Rethinking the production line – how can the youth of today become tomorrow’s stars?

“You can’t win anything with kids” has long since passed into football folklore as one of punditry’s most ill-judged comments – even if that judgement was only in hindsight.

However, Manchester United’s golden generation proved to be the exception, not the rule.

Since the Premier League began, the average number of U-23 year olds in title winning sides stands at only around two and a half.

The statistic perhaps makes Alan Hansen’s comment more accurate than we give him credit for.

The question of young players’ progression – in particular young English players – has again been brought into the spotlight by England’s U-20 World Cup triumph and how many of these players will have the opportunity to progress to full International level.

On the surface, the progression of young players is a no-brainer. Harry Kane or Marcus Rahsford through the Academy or Morata for over £60 million; why pay the rumoured £70 million asking price for Virgil van Dijk? Is he really £53 million better than Harry Maguire?

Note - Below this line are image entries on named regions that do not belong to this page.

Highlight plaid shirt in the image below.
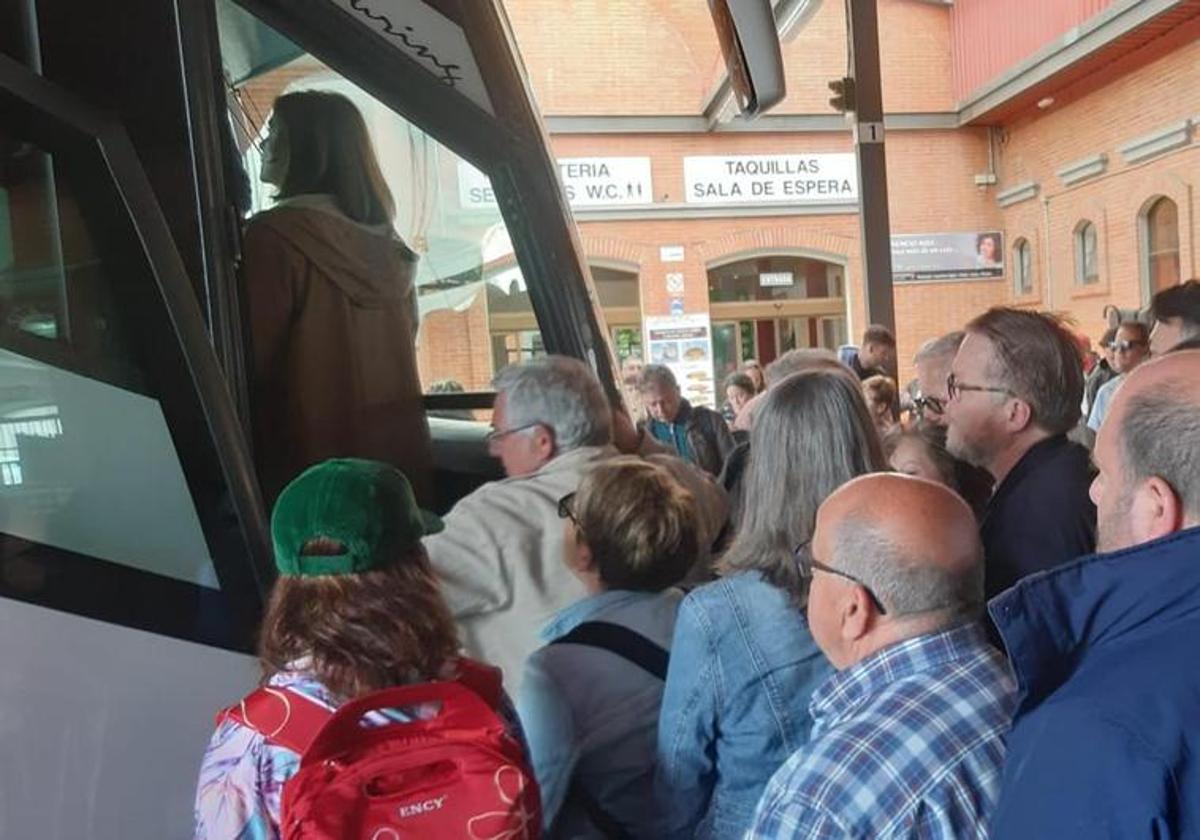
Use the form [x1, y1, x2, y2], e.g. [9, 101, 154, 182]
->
[746, 624, 1016, 840]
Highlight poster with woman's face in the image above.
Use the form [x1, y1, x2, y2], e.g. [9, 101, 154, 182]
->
[892, 230, 1004, 282]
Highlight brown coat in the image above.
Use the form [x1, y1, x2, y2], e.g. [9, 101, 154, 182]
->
[241, 204, 431, 504]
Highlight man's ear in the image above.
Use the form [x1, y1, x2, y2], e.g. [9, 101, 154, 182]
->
[1004, 397, 1033, 433]
[529, 425, 554, 460]
[1129, 475, 1184, 542]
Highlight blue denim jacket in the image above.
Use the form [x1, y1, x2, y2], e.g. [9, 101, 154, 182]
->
[517, 589, 682, 838]
[655, 571, 833, 840]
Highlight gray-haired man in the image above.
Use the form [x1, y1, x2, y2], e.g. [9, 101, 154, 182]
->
[746, 473, 1016, 840]
[425, 356, 617, 692]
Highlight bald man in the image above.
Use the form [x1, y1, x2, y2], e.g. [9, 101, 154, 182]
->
[991, 349, 1200, 840]
[746, 473, 1016, 840]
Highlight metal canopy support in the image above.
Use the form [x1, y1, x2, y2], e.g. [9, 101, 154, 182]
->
[846, 0, 895, 332]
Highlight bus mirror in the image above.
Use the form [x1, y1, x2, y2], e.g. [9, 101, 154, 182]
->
[708, 0, 787, 116]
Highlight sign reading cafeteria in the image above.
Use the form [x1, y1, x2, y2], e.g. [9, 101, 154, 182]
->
[892, 230, 1004, 282]
[458, 157, 654, 210]
[683, 154, 858, 204]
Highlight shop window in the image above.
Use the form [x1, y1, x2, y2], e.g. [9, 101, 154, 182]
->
[708, 256, 842, 304]
[1075, 220, 1100, 286]
[1141, 198, 1180, 294]
[1013, 238, 1033, 295]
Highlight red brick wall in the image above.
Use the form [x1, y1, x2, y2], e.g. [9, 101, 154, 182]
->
[997, 43, 1200, 340]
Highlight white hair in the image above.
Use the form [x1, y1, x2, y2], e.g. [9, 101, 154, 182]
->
[830, 516, 984, 618]
[492, 355, 612, 452]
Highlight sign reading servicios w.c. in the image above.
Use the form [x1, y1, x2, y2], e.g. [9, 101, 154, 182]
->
[683, 154, 858, 204]
[458, 157, 654, 210]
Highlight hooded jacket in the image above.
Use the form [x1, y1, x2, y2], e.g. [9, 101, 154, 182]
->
[989, 528, 1200, 840]
[241, 201, 431, 504]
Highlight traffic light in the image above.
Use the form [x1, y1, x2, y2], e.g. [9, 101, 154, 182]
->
[829, 76, 857, 114]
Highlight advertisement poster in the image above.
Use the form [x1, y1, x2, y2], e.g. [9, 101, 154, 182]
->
[892, 230, 1004, 283]
[644, 314, 716, 408]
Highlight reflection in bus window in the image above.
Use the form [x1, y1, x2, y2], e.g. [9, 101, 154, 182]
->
[0, 130, 217, 589]
[217, 0, 540, 392]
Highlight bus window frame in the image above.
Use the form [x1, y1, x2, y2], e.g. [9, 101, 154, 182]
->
[0, 55, 272, 652]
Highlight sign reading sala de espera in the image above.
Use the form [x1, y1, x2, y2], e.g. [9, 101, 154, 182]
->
[458, 157, 654, 210]
[683, 152, 858, 204]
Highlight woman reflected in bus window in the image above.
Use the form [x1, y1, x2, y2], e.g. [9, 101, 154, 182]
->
[241, 91, 430, 503]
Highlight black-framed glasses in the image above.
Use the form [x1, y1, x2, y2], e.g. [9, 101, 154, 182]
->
[912, 394, 946, 414]
[793, 542, 888, 616]
[487, 421, 545, 445]
[946, 373, 1016, 402]
[558, 493, 580, 526]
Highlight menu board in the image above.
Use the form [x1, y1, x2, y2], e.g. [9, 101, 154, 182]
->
[644, 314, 716, 408]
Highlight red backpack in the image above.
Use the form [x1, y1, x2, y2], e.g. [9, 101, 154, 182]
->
[218, 659, 541, 840]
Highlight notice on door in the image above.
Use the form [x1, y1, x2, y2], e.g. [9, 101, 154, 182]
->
[458, 157, 654, 210]
[644, 314, 716, 408]
[683, 154, 858, 204]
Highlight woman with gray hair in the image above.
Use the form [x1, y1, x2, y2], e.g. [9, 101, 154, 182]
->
[658, 370, 887, 838]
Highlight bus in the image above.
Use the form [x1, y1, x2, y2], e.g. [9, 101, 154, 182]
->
[0, 0, 782, 840]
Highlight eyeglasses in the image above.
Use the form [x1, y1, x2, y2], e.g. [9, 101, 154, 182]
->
[792, 540, 888, 616]
[487, 421, 545, 444]
[912, 394, 946, 414]
[946, 373, 1016, 402]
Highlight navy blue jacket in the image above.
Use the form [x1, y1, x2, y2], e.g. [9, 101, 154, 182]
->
[989, 528, 1200, 840]
[979, 434, 1096, 598]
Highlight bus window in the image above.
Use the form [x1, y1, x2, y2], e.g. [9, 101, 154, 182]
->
[218, 0, 535, 419]
[0, 128, 248, 644]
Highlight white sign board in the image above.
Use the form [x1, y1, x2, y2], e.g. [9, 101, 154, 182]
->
[683, 152, 858, 204]
[458, 157, 654, 210]
[758, 271, 796, 288]
[642, 314, 716, 408]
[334, 0, 496, 114]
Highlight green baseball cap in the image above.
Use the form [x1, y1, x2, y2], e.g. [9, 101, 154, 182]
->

The England U20 World Cup winning squad, England U17 European Finalists, Kane, Alli, Davies, Holgate, Rashford, Pickford – all proof there are talented young English footballers.

The question is how to increase the number of young players coming through from a trickle to a flow. There is no clear cut answer or rather there are a number of issues to contend with.

Regulations were put in place to, as UEFA stated, “protect young players”. As such, one of the reasons for the double lock of Financial Fair Play and Home Grown Quotas was an attempt to promote youth academies and home grown players.

The Home Grown Quota may have had some impact, but whilst the rule covers simply age requirement, not nationality then the primary benefit will be for club not country.

As to the FFP, some questionable sponsorship deals may have surmounted FFP to begin with, now it’s the sheer amount of TV money raising the revenue bar, especially when transfer fees are amortised over the period of the contract of the signed player. UEFA have since relaxed FFP restrictions themselves.

Money – money underlies everything. TV money, money just for participation, prize money dependent on final league position.

According to a report by Sporting Intelligence’s Nick Harris – Watford who finished 17th earned £108.5m last season; Southampton finishing eighth earned £127.6 million; the points difference between the two was just six. Sunderland finishing rock bottom earned just shy of £100 million.

By contrast Newcastle [excluding parachute payments and gate receipts] winning the Championship will have earned around £7 million – £2.084 million participation, £4.3 million solidarity payment from PL and £100,00 for every televised home match (this falls to £10,000 if away) .

No wonder the pressure on managers in the Premier League is immense. Football is a business and faltering performances can cost literally millions. Dropping out of the league, even with parachute payments is a massive financial hit.

Therefore some owners hit the panic button if there is a smell of poor performance let alone relegation. Manager turnover is high and any incoming managers must feel the demand to hit the ground running.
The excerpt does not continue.